Des hommes peu religieux avant de partir
Quant à Bilel Ben Mimoun, il est présumé mort, mais sans preuve officielle de son décès, la justice française doit quand même le juger, par défaut. Né en 1990, il meurt au combat à Homs en février 2014. Sa sœur reçoit un appel de Mourad Farès, qui lui annonce son décès. « C’était la première fois que j’appelais un proche d’un combattant pour lui annoncer une mort, explique Mourad Farès, la voix hésitante. J’ai été très choqué ».

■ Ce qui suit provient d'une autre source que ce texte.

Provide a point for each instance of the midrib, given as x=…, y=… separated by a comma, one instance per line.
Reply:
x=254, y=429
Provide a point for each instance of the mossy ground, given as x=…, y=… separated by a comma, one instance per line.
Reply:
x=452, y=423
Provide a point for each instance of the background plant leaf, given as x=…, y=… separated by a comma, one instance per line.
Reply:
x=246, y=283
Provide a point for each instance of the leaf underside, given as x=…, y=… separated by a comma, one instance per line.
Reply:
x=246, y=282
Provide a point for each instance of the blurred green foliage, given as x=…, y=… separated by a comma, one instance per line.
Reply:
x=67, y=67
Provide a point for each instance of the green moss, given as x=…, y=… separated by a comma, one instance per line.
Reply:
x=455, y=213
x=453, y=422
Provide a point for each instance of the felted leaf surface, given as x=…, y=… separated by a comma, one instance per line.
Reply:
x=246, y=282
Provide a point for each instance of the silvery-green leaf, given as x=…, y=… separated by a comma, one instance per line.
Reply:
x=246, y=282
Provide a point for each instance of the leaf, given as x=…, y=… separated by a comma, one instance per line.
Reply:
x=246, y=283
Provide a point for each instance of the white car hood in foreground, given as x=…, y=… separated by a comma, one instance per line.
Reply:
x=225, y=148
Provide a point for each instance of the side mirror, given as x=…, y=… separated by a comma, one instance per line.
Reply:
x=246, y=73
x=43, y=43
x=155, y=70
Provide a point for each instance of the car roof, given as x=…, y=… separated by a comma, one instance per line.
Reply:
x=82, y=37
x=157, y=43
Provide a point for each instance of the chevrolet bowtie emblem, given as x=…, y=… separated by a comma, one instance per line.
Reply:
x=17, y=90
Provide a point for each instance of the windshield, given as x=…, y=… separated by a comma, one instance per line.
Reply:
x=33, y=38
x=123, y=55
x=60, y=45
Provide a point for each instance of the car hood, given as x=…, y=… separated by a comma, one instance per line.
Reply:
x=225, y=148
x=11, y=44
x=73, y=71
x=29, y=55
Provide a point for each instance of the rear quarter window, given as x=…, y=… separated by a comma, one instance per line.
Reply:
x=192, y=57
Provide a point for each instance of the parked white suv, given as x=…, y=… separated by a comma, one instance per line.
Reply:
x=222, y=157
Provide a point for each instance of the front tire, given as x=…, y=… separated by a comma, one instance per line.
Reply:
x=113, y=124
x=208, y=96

Le point commun entre les trois accusés qui gravitent autour de Mourad Farès : « ils étaient tous peu religieux, avant de se radicaliser », explique un enquêteur de la DGSI qui témoigne de manière anonymisée en visioconférence. Ala Eddine Benali vient d’une famille musulmane non pratiquante. Sa mère explique : « Mon fils et moi, on va au cinéma, on écoute de la musique ensemble, on est ouverts. Franchement, quand j’ai appris qu’il avait été arrêté en Turquie, j’étais extrêmement choquée ». Derrière le départ de ces convaincus du djihad restent donc les familles, désemparées, dans l’attente de nouvelles qui semblent ne jamais arriver et sans comprendre où cette radicalisation a commencé.
M.M.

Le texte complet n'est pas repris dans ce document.